HTI memperkirakan tahun 2020, Indonesia tumbang dan khilafah akan bangkit mencapai kemenangan. Mereka yakin. Ditengah situasi ekonomi yang semakin sulit, mereka semakin mempunyai amunisi mengembangkan narasi bahwa semua karena pemerintah thogut, tidak berjalan sesuai dengan syariah islam. Orang yang hidup tertekan karena ekonomi yang tidak secure, kehidupan sex yang buruk, sakit hati karena kecemburuan sosial akibat rasio GINI terus melebar, akan mudah sekali tersulut menjadi kayu bakar. Ini ancama serius. Dan Menko Polkam engga menyadari hal ini dan sibuk meladeni wacana di media massa. Semakin mereka ditaggapi semakin militan pendukung mereka.

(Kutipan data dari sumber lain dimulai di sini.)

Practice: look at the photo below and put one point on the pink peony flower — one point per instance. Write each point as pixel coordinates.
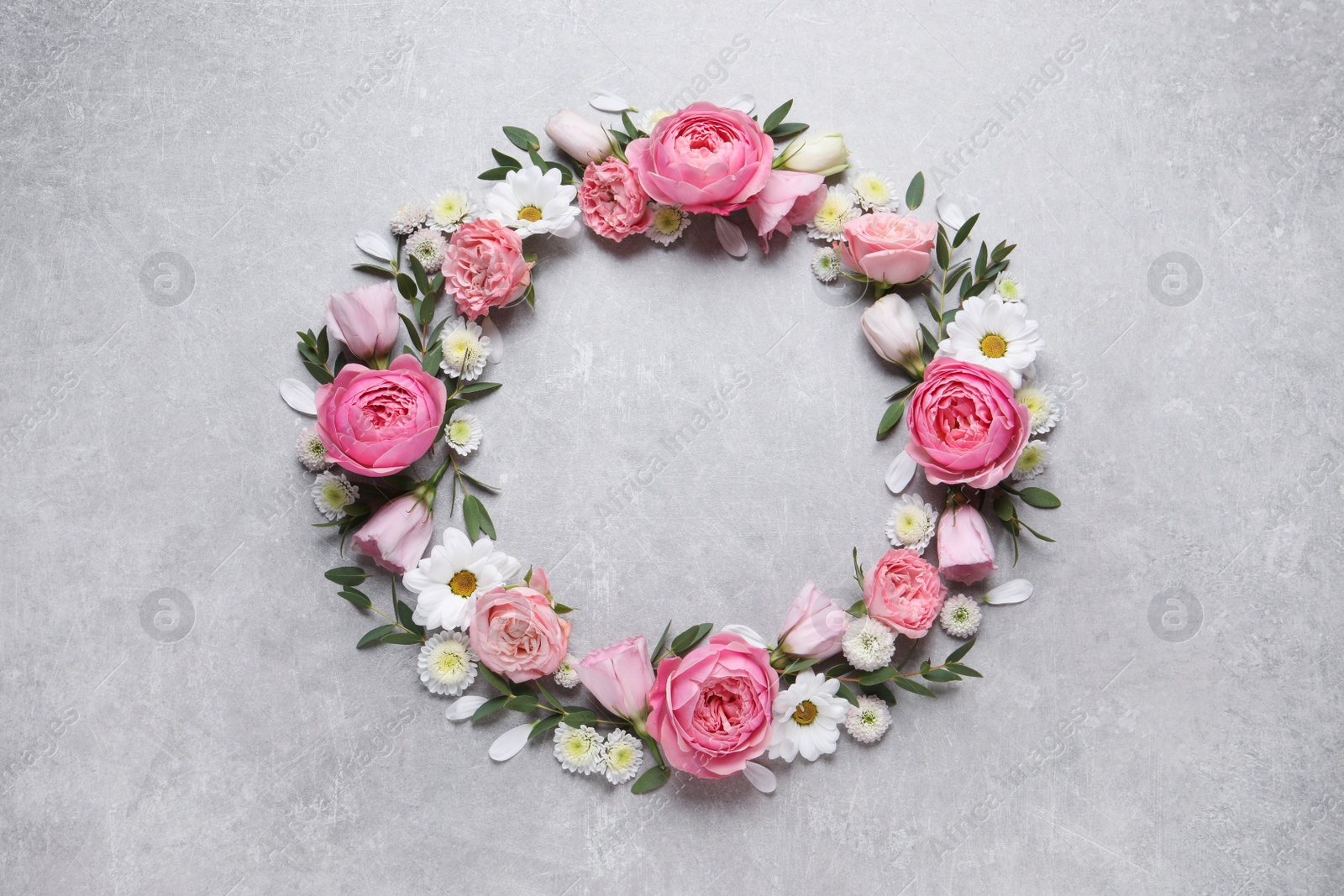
(396, 533)
(517, 634)
(904, 593)
(965, 553)
(620, 678)
(965, 425)
(612, 202)
(484, 268)
(703, 159)
(380, 422)
(710, 711)
(889, 248)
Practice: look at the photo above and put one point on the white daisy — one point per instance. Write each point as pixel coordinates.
(578, 748)
(867, 721)
(333, 493)
(806, 718)
(869, 644)
(622, 754)
(454, 575)
(669, 223)
(1032, 461)
(994, 333)
(911, 523)
(447, 664)
(960, 617)
(534, 202)
(465, 349)
(463, 432)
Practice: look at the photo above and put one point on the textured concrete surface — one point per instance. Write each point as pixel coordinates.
(1162, 718)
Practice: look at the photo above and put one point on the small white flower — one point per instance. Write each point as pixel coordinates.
(333, 493)
(447, 664)
(867, 721)
(622, 754)
(911, 523)
(669, 223)
(463, 432)
(960, 617)
(578, 748)
(465, 349)
(869, 644)
(1032, 461)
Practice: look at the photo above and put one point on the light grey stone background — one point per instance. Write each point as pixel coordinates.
(1163, 716)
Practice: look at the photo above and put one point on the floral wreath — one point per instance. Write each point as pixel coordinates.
(706, 705)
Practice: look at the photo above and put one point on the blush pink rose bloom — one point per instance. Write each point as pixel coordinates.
(904, 591)
(620, 678)
(517, 634)
(965, 553)
(703, 159)
(366, 320)
(484, 268)
(965, 425)
(396, 533)
(889, 248)
(612, 202)
(380, 422)
(710, 711)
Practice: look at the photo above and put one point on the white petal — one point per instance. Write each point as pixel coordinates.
(900, 472)
(730, 237)
(1014, 591)
(759, 777)
(463, 708)
(508, 743)
(299, 396)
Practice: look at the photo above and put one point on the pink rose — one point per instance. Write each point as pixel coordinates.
(703, 159)
(965, 425)
(484, 268)
(620, 678)
(380, 422)
(517, 633)
(396, 533)
(904, 593)
(815, 626)
(710, 711)
(366, 320)
(965, 553)
(612, 202)
(889, 248)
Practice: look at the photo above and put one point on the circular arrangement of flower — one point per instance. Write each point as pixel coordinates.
(401, 362)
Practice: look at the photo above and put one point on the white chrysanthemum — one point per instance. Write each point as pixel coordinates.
(669, 223)
(465, 349)
(873, 191)
(960, 617)
(534, 202)
(449, 210)
(911, 523)
(454, 575)
(1032, 461)
(463, 432)
(1043, 407)
(867, 721)
(447, 664)
(578, 748)
(869, 644)
(311, 450)
(333, 493)
(409, 217)
(806, 718)
(622, 754)
(994, 333)
(830, 221)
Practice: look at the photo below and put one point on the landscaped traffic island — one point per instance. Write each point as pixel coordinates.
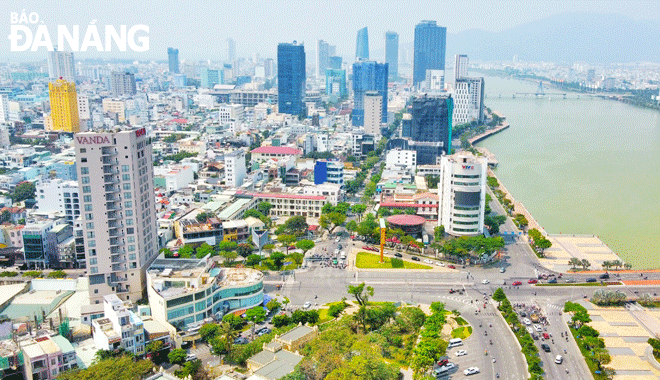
(367, 260)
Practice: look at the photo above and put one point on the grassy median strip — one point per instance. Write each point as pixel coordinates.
(370, 261)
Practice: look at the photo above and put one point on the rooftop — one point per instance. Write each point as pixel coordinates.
(276, 150)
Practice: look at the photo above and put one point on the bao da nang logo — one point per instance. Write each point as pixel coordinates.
(27, 32)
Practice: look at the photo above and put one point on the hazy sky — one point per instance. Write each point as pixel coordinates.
(199, 28)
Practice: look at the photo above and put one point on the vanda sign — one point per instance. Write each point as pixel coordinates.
(89, 140)
(27, 32)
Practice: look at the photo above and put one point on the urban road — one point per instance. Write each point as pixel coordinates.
(320, 285)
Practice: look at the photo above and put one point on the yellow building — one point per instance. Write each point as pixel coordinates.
(64, 106)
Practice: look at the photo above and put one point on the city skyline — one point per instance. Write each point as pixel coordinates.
(173, 25)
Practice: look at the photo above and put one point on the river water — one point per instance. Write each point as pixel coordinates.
(582, 166)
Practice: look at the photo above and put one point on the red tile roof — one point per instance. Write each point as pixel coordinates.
(401, 204)
(285, 195)
(276, 150)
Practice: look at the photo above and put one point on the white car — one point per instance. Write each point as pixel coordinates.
(471, 371)
(444, 369)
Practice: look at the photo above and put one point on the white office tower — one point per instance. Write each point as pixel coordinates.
(116, 180)
(4, 108)
(235, 168)
(373, 106)
(61, 65)
(460, 66)
(468, 101)
(462, 191)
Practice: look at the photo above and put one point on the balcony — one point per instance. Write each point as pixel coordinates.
(108, 152)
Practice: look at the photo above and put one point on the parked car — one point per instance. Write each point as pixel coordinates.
(471, 371)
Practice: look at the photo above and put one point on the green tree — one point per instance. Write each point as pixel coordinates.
(22, 191)
(296, 225)
(244, 249)
(264, 207)
(204, 250)
(253, 260)
(361, 293)
(305, 245)
(177, 356)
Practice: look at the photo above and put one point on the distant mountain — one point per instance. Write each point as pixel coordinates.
(568, 37)
(595, 38)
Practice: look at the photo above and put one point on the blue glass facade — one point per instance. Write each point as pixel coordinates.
(173, 60)
(362, 44)
(430, 45)
(368, 76)
(291, 78)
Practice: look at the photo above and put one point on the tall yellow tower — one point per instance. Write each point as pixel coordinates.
(64, 106)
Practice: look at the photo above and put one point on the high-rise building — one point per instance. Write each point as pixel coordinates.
(210, 77)
(373, 107)
(462, 193)
(368, 76)
(4, 108)
(430, 44)
(235, 168)
(116, 181)
(61, 66)
(291, 78)
(335, 82)
(362, 44)
(460, 66)
(173, 60)
(392, 54)
(431, 123)
(123, 83)
(64, 106)
(468, 100)
(322, 57)
(334, 62)
(231, 51)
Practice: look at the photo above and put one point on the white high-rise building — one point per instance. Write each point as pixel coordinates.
(460, 66)
(235, 168)
(61, 65)
(462, 192)
(373, 106)
(322, 58)
(116, 181)
(468, 100)
(4, 108)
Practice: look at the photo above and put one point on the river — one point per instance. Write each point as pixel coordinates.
(582, 166)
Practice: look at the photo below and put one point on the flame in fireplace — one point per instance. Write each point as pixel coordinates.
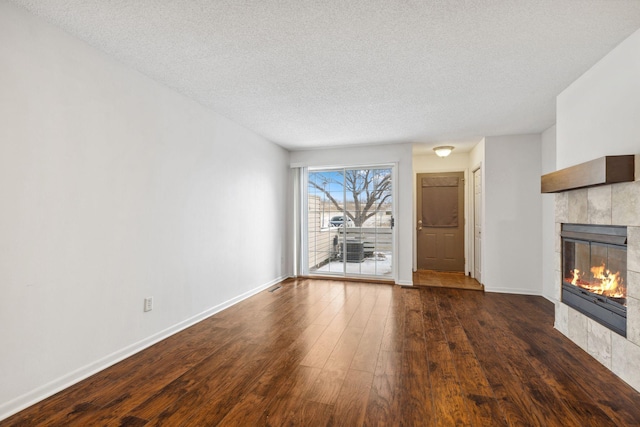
(576, 276)
(604, 282)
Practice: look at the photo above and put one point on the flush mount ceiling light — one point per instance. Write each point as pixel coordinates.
(443, 151)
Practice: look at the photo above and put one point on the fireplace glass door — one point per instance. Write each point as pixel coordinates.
(596, 267)
(594, 273)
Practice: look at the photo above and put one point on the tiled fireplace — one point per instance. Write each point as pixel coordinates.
(612, 204)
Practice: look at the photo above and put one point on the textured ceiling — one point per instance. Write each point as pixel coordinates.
(309, 73)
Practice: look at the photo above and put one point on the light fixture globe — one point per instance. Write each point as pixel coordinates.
(443, 151)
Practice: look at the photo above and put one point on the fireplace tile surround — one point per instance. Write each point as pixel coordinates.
(614, 204)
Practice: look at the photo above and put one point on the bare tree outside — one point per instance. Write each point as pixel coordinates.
(368, 190)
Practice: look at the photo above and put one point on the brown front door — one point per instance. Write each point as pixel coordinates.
(441, 221)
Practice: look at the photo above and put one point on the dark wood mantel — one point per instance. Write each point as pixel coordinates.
(605, 170)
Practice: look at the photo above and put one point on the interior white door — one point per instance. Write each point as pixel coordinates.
(477, 225)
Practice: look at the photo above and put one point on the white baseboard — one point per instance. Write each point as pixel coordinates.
(30, 398)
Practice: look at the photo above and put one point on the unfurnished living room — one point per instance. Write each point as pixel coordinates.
(268, 213)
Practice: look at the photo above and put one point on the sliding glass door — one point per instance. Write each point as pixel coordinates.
(350, 222)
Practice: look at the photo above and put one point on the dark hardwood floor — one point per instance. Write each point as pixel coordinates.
(319, 352)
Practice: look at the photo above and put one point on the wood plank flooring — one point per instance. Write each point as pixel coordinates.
(319, 352)
(440, 279)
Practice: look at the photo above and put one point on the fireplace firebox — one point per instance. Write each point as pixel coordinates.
(594, 273)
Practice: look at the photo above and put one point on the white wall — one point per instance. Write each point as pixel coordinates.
(380, 154)
(115, 188)
(548, 162)
(458, 162)
(512, 243)
(476, 160)
(598, 114)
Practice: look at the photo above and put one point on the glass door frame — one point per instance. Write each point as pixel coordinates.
(303, 191)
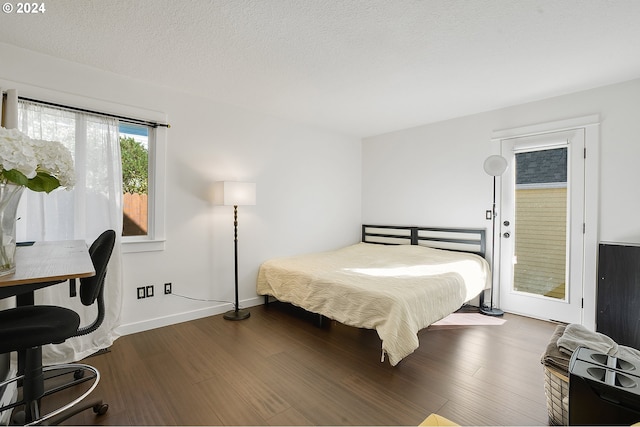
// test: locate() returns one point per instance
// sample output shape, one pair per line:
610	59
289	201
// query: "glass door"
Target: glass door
541	235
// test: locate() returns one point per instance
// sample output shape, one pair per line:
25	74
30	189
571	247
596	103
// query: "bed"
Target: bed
397	280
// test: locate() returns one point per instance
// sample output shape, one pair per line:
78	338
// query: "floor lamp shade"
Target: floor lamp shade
494	166
232	193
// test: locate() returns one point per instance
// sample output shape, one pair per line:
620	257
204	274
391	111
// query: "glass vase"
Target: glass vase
9	198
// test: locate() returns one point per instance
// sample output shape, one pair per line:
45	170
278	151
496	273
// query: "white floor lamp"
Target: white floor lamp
229	193
495	166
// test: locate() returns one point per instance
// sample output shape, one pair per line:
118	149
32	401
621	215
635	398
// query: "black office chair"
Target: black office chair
26	329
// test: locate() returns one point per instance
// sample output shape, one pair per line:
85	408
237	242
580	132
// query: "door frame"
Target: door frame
591	126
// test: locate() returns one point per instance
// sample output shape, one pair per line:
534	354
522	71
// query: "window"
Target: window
141	153
134	150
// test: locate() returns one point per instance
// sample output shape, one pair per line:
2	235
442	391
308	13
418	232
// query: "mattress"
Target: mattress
396	290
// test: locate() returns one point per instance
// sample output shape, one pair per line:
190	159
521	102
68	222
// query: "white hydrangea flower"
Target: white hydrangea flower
16	152
31	157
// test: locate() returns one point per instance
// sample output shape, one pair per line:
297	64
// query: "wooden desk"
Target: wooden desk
47	263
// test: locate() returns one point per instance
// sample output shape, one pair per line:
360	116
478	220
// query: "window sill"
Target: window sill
142	245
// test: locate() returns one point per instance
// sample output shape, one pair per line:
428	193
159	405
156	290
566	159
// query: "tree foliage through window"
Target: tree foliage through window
135	166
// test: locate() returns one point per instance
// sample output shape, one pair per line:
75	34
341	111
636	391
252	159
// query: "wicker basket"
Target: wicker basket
556	388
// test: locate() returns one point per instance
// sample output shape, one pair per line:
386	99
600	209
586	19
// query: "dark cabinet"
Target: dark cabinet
618	302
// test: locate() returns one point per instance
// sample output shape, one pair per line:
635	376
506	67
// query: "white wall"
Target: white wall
433	175
308	187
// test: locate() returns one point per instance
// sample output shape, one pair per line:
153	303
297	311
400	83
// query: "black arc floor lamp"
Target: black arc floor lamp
495	166
232	193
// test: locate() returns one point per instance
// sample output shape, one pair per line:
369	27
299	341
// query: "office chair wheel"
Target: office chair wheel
78	374
100	408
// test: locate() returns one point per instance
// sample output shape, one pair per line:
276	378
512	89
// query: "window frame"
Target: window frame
155	240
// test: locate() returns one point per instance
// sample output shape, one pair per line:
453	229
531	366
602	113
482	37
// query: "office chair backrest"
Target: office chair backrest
100	253
92	288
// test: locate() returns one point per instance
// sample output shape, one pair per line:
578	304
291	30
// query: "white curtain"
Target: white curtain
82	213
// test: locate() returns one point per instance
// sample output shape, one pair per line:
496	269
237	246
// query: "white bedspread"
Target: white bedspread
396	290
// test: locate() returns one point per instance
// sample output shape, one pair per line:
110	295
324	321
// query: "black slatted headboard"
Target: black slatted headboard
471	240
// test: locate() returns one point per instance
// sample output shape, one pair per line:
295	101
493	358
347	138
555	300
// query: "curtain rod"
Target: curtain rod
98	113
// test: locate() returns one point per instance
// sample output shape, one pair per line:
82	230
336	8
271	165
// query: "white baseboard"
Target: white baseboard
159	322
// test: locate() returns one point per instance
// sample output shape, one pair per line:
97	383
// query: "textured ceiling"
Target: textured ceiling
361	67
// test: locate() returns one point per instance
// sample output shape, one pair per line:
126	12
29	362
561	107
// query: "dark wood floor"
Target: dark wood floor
278	368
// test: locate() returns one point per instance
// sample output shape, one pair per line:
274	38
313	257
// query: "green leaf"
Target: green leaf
16	177
43	182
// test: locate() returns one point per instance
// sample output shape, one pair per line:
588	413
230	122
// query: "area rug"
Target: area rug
469	319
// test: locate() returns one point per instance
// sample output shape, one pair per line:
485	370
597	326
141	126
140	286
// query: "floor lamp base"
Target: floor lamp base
490	311
237	314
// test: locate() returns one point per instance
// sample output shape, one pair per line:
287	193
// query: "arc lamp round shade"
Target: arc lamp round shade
495	165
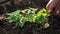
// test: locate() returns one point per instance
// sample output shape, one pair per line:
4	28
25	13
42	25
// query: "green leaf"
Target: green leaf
30	17
46	25
40	19
22	21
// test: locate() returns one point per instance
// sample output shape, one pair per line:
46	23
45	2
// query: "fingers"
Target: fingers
51	4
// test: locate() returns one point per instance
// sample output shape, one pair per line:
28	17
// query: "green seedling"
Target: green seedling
20	19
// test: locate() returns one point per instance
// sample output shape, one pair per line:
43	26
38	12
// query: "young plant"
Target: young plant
20	19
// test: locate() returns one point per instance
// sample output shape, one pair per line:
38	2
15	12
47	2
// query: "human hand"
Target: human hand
51	4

Kontraproduktif untuk politik persatuan dan stabilitas keamanan.

Apa yang terjadi di Xinjiang terhadap muslim Uighur juga sama dengan terjadi di Indonesia. Berpuluh tahun elite dari etnis uighur membangun politik identitas , yang semakin lama semua berbeda dengan etnis lainnya. Identitas Islam semakin mendapat tempat di etnis Uighur. Mereka sangat ekslusif. Mereka juga tidak ingin membaur dengan entnis lain yang beragama islam. Saat itulah politik identitas berubah menjadi politik kekerasan lewat teror dan amuk massa. Berpuluh tahun aksi itu dihadapi dengan kekerasan juga oleh China, tetapi tidak berhasil memadamkan api.

Karena itulah China menerapkan program deradikalisasi. Ini program yang sangat mahal. Karena melakukan perubahan mental mereka yang terpapar politik identitas dan mengisolasi mereka dari pengaruh politik identitas lewat program pendidikan dalam satu camp besar, itu mahal sekali. Tetapi bagi China ongkos mahal itu tidak ada artinya dibandingkan dengan ongkos membiayai Polisi dan tentara memerangi mereka. Hasilnya dalam tiga tahun, Xinjiang sudah aman. Kehidupan ekonomi dan sosial mulai bergairah dan mereka punya hope tanpa bermimpi lagi ingin mendirikan negara islam di Xinjiang. Lantas mana program deradikalisasi yang dulu pernah didengungkan Indonesia di era periode pertama Jokowi berkuasa.? Apakah takut? takut di demo seperti mereka mendemo China?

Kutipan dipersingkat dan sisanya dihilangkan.